直観と直感、ハートと本能

父が亡くなって1年が経ちました。震災前と後で世界が変わったように、父の他界の前と後では微妙にその世界が変わったと感じています。

この肉体はかりそめのものであり物理次元は幻想とはいえ、意識と肉体の別れというのは、いえだからこそ、地殻変動なみの大きな衝撃をもたらすものなのだと実体験いたしました。たかが肉だけのことなのならこれほどのことはなかったはずです。

ヨガナンダ先生も『あるヨギの自叙伝』で、まことにそのように語っておられることは、救いと確信を与えてくれます。

改めて、魂の乗り物であるこの肉体がある意味というものを実感しています。

生きているだけで尊い、ということの意味は、深遠すぎて一言で語れません。しかし私はそれを思います。

みなさんがどう考えようとなにをしていようと、それ以前にみなさんは存在しています。意識として。

その意識がどうあるのかで世界は彩られています。

潜在意識である肉体の記憶が洗い流され解体されていくと、その奥に肉体と時間を超越して記憶されている魂の体験である「愛」が目覚めます。私たちが肉体を持つ理由はただひとつ、これを実体験し、表現し、育て、成長することだけです。

父と私は関係のなかでこれに成功しました。その体験は奇跡そのものでしたしその経験があってこそ、今の喪失感があります。愛する者がこの世を去るのは、生きているものにとってはかけがえのないものを手放すことになるのです。

もちろん、魂の次元では失うことはないのですよ。

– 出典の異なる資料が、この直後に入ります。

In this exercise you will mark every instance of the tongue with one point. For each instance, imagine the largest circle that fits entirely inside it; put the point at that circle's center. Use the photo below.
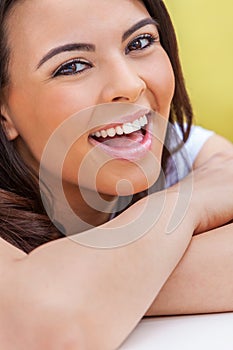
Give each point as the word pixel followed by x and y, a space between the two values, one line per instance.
pixel 122 141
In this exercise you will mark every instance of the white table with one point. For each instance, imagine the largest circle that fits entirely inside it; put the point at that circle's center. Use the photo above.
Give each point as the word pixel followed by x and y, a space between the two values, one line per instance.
pixel 195 332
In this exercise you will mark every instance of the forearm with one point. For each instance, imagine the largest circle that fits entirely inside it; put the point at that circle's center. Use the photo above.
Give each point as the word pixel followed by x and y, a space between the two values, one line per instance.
pixel 203 280
pixel 74 285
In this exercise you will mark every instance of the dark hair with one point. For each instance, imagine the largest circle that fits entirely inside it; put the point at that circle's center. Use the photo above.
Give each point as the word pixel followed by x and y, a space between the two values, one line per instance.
pixel 23 220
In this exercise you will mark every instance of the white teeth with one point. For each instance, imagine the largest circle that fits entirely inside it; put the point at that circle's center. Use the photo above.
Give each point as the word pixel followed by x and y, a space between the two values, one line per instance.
pixel 136 125
pixel 143 120
pixel 119 130
pixel 126 128
pixel 111 132
pixel 104 133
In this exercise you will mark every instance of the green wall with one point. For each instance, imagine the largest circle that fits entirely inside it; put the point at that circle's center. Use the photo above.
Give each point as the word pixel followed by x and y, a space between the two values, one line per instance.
pixel 205 34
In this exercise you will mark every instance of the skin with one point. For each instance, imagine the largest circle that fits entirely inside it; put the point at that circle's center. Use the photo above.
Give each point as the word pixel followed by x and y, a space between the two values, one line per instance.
pixel 31 275
pixel 37 103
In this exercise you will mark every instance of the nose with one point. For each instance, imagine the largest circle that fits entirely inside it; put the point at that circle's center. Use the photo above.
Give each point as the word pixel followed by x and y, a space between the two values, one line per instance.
pixel 123 82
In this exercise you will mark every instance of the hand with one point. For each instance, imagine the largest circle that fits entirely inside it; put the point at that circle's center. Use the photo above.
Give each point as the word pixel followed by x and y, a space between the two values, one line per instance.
pixel 212 196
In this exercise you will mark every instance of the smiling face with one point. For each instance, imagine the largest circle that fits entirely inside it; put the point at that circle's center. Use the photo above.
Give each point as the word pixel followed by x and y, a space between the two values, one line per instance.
pixel 68 56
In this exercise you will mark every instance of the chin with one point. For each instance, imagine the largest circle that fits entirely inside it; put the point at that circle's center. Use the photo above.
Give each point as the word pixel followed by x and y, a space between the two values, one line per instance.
pixel 127 184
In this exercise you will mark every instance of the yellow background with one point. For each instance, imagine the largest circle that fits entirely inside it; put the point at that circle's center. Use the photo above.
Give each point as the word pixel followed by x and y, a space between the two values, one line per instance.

でも「だから、平気、感情は動かない」ということと高次元であることは違います。

スピリチュアルを学ぶ人の中に、この、感情を無視してしまう人が多いことによく驚かされます。感情でいやな思いをしているので、感情にはなるべく触れないようにしている、という感じです。これは、トラウマによる体験の回避と言えます。

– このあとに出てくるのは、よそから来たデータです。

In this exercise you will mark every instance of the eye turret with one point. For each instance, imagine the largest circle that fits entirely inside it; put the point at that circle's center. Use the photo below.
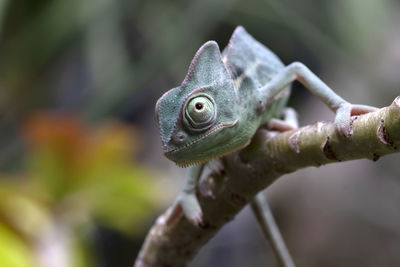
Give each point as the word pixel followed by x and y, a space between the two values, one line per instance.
pixel 200 113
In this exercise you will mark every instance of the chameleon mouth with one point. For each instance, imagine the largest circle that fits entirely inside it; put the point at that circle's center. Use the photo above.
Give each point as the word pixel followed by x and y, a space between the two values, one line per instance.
pixel 216 128
pixel 185 164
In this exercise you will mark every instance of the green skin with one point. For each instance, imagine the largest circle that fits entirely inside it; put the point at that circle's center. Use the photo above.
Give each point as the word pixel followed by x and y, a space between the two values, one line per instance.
pixel 225 98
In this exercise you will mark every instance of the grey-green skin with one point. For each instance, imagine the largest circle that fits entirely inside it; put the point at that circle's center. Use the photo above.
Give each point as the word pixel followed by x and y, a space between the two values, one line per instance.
pixel 225 98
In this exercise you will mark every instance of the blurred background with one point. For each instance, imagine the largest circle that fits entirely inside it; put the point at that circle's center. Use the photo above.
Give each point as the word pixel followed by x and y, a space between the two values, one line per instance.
pixel 82 176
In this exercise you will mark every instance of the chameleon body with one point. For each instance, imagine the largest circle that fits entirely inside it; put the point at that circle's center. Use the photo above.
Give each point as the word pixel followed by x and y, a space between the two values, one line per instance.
pixel 223 100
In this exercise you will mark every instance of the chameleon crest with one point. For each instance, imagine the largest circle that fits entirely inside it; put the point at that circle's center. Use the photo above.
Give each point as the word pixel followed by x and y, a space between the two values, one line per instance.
pixel 198 115
pixel 203 117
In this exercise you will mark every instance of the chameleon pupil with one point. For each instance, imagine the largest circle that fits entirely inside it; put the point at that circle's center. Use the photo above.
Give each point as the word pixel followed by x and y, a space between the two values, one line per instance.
pixel 200 112
pixel 199 106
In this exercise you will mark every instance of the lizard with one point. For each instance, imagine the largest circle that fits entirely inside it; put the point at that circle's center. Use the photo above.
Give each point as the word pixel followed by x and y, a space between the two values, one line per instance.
pixel 223 100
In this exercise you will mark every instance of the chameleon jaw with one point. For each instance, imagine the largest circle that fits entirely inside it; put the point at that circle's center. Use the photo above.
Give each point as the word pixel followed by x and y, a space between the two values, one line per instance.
pixel 169 154
pixel 185 164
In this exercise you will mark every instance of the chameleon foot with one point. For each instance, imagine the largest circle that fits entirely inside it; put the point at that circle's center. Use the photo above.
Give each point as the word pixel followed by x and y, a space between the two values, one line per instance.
pixel 343 117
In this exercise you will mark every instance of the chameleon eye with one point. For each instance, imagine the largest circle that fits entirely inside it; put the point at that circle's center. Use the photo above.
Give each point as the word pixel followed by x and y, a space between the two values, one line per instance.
pixel 200 112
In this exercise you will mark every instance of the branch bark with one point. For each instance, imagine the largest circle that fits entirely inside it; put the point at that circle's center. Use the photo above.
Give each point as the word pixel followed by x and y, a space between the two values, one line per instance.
pixel 225 191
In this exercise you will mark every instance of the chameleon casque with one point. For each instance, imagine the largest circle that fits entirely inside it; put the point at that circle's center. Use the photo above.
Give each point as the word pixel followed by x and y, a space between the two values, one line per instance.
pixel 223 100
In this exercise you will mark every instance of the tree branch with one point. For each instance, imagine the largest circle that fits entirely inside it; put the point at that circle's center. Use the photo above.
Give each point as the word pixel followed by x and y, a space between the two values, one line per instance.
pixel 224 192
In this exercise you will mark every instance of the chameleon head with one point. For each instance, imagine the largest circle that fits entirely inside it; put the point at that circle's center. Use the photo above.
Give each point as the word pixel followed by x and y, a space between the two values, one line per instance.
pixel 199 119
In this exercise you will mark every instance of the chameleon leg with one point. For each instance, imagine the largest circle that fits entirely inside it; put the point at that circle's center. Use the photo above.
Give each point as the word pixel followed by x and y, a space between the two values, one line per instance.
pixel 289 122
pixel 187 200
pixel 260 206
pixel 298 71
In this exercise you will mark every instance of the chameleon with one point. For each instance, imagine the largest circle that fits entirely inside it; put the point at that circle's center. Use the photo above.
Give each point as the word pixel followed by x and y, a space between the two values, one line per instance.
pixel 223 100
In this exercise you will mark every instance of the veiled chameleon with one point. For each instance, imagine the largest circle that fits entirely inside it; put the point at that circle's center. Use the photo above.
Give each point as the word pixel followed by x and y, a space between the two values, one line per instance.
pixel 225 98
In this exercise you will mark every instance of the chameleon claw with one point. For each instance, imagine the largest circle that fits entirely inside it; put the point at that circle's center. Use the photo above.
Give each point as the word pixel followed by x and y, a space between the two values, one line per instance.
pixel 343 117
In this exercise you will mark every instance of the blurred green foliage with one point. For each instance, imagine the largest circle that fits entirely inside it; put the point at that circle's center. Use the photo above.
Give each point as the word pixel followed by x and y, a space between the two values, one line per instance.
pixel 74 176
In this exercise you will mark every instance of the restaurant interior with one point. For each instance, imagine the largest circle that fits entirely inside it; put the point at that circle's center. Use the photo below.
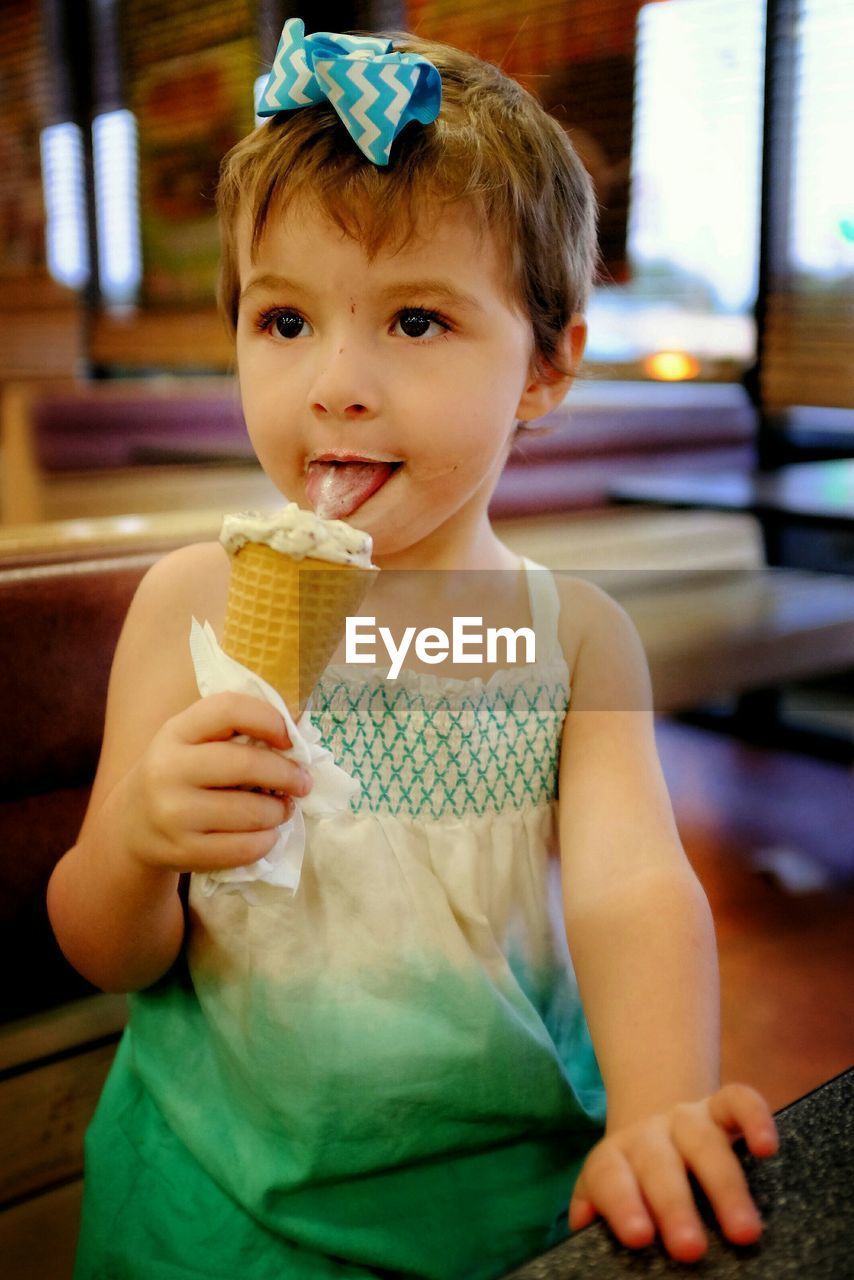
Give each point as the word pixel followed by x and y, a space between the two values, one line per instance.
pixel 700 467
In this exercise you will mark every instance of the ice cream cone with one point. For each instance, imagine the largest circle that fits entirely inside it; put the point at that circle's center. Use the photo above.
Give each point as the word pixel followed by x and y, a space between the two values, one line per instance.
pixel 284 616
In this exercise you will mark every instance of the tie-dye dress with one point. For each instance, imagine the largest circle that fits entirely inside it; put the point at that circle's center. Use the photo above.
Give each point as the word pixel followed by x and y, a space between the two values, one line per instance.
pixel 387 1073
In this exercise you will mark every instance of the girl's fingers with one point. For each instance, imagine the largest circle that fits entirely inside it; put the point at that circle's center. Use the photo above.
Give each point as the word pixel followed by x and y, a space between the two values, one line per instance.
pixel 219 850
pixel 740 1110
pixel 240 764
pixel 706 1150
pixel 220 716
pixel 611 1187
pixel 663 1180
pixel 238 812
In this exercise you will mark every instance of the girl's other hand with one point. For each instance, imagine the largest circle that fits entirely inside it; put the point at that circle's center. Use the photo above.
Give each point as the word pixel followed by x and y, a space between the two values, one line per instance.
pixel 200 801
pixel 636 1178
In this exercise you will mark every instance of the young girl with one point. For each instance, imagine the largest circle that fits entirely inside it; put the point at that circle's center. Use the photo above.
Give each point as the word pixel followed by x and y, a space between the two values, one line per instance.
pixel 388 1072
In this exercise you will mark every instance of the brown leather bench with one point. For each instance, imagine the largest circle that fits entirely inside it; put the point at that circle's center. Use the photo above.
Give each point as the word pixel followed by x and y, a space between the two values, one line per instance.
pixel 118 446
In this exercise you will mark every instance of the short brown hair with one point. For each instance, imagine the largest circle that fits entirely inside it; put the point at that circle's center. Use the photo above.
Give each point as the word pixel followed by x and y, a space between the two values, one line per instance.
pixel 493 146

この状態が長く続くとどうなるかというと、ハートが無感覚になり、一番感じたいもの~高次元の愛~が感じられなくなります。すべては思考に判断させるようになるのですが、結果的には潜在意識の浄化もストップしてしまうので(癒すのは心でありハートとその奥にある内なる神とその愛だからです。)結局は肉体意識と思考が戦い、それに振り回されることになるのです。

私たちが癒されるということは、体験を回避しなくて済むようになることでもあります。あるがままというのはハートが開いていることですが、ハートは逃げたり隠れたりすることなく、堂々と向き合って、選択し、体験し、感じて、対処します。

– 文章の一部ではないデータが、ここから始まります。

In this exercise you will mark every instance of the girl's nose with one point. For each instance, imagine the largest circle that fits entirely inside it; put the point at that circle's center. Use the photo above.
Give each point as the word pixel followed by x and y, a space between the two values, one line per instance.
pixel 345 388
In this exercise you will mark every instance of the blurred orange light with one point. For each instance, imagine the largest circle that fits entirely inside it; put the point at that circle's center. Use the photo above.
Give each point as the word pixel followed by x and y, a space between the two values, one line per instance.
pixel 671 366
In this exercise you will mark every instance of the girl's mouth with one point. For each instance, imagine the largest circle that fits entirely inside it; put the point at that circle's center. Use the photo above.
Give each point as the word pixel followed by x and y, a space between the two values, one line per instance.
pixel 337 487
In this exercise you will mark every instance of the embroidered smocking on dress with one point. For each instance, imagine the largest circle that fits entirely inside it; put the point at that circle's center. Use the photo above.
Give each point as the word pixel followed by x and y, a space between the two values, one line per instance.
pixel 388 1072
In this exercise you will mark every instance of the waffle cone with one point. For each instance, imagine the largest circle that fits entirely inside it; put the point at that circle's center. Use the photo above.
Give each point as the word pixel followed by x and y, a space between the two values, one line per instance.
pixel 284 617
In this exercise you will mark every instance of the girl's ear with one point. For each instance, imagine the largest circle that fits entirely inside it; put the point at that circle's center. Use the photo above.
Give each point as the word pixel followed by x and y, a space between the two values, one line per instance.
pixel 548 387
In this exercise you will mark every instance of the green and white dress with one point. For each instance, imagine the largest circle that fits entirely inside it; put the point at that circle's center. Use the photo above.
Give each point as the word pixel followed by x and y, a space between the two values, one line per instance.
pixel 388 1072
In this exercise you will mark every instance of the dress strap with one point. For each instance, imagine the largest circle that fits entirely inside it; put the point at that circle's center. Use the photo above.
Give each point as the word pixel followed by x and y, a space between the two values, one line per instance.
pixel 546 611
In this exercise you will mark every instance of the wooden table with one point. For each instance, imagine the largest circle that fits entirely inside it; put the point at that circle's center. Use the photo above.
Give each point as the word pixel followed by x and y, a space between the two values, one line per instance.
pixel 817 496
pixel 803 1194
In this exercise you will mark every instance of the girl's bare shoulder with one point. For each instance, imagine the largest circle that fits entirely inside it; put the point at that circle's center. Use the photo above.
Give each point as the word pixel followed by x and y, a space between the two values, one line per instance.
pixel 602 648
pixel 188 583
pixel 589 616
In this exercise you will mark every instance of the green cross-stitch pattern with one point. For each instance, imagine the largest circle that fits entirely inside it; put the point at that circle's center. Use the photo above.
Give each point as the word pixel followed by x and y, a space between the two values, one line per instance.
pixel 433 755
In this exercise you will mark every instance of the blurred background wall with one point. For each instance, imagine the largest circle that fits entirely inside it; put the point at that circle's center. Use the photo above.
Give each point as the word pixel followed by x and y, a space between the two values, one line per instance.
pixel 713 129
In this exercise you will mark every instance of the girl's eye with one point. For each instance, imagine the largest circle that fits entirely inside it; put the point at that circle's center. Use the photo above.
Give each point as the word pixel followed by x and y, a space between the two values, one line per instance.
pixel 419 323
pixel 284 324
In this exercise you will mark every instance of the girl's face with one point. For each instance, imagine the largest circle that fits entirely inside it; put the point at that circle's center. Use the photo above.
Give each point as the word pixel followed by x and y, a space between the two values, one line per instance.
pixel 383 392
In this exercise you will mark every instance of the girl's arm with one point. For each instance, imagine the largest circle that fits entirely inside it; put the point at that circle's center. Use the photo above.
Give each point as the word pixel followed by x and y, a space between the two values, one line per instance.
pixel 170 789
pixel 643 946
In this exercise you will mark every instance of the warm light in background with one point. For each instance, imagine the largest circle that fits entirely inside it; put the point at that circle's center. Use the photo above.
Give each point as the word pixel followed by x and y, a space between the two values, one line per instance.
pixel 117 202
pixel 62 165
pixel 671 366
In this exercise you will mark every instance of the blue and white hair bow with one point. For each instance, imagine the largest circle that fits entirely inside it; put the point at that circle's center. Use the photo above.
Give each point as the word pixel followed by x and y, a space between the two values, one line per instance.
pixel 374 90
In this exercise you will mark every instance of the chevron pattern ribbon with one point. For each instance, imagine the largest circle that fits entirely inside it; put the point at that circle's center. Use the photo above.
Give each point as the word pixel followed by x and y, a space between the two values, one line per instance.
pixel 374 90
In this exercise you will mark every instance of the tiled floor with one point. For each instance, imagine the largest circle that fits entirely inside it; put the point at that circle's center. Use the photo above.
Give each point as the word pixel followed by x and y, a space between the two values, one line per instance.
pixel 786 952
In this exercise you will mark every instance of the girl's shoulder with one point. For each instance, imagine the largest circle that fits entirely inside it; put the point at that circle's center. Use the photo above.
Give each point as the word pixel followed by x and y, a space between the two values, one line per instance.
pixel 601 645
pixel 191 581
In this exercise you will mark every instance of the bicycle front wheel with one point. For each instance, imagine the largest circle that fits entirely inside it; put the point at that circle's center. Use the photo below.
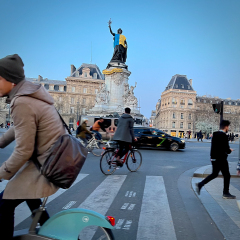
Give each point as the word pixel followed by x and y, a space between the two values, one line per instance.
pixel 96 233
pixel 134 160
pixel 97 149
pixel 106 162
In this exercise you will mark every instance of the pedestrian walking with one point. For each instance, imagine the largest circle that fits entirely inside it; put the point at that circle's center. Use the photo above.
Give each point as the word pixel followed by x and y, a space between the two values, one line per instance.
pixel 219 153
pixel 124 134
pixel 36 127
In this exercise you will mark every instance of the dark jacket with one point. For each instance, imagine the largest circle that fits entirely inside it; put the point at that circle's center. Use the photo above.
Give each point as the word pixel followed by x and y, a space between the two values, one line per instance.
pixel 125 129
pixel 220 146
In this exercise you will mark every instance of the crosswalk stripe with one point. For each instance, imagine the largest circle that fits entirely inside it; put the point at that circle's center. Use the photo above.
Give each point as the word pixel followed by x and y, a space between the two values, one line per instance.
pixel 155 217
pixel 22 211
pixel 101 199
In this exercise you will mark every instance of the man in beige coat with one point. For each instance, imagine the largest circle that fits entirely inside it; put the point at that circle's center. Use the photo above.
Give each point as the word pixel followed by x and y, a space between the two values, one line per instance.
pixel 36 126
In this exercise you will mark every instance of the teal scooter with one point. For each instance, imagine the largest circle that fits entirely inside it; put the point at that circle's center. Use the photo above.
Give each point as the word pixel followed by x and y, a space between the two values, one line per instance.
pixel 71 224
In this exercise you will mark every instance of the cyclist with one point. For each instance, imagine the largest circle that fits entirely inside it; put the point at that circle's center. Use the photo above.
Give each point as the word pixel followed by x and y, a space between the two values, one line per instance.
pixel 96 127
pixel 37 127
pixel 124 134
pixel 82 131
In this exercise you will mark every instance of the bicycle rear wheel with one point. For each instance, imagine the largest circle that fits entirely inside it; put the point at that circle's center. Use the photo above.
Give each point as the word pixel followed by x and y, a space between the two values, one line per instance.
pixel 106 162
pixel 134 160
pixel 97 149
pixel 100 233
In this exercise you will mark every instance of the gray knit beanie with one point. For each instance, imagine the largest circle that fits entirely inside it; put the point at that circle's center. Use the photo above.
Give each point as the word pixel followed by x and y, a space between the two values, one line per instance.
pixel 11 68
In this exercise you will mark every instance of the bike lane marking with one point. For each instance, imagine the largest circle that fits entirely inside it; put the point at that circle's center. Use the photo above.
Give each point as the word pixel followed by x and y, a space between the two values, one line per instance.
pixel 155 216
pixel 22 211
pixel 101 199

ついでに、なんでもかんでも拒まないということと回避しないことの違いも感じてみてください。拒絶と選択の違い、流されると受け入れるの違い、従うと委ねるの違いと言えばわかりやすいでしょうか。後者には直観と内なる信頼が不可欠なのです。

私たちが自由であったり幸せであったりあるがままであったり今にいたりするには、たくさんの罠があります。自分の意識で仕掛けた潜在意識の罠です。それを解除しないうちは、その罠をよけるために本能や思考を一生懸命使わなくてはなりません。多くの人が本質的導きである直観と、本能の働きである直感を混同していますが、両者は似て非なる、というか、次元の違うものです。罠を解除していけば直感ではなく直観が取り戻され、自由、幸せ、あるがまま、今にいることが自然なことになっていくのです。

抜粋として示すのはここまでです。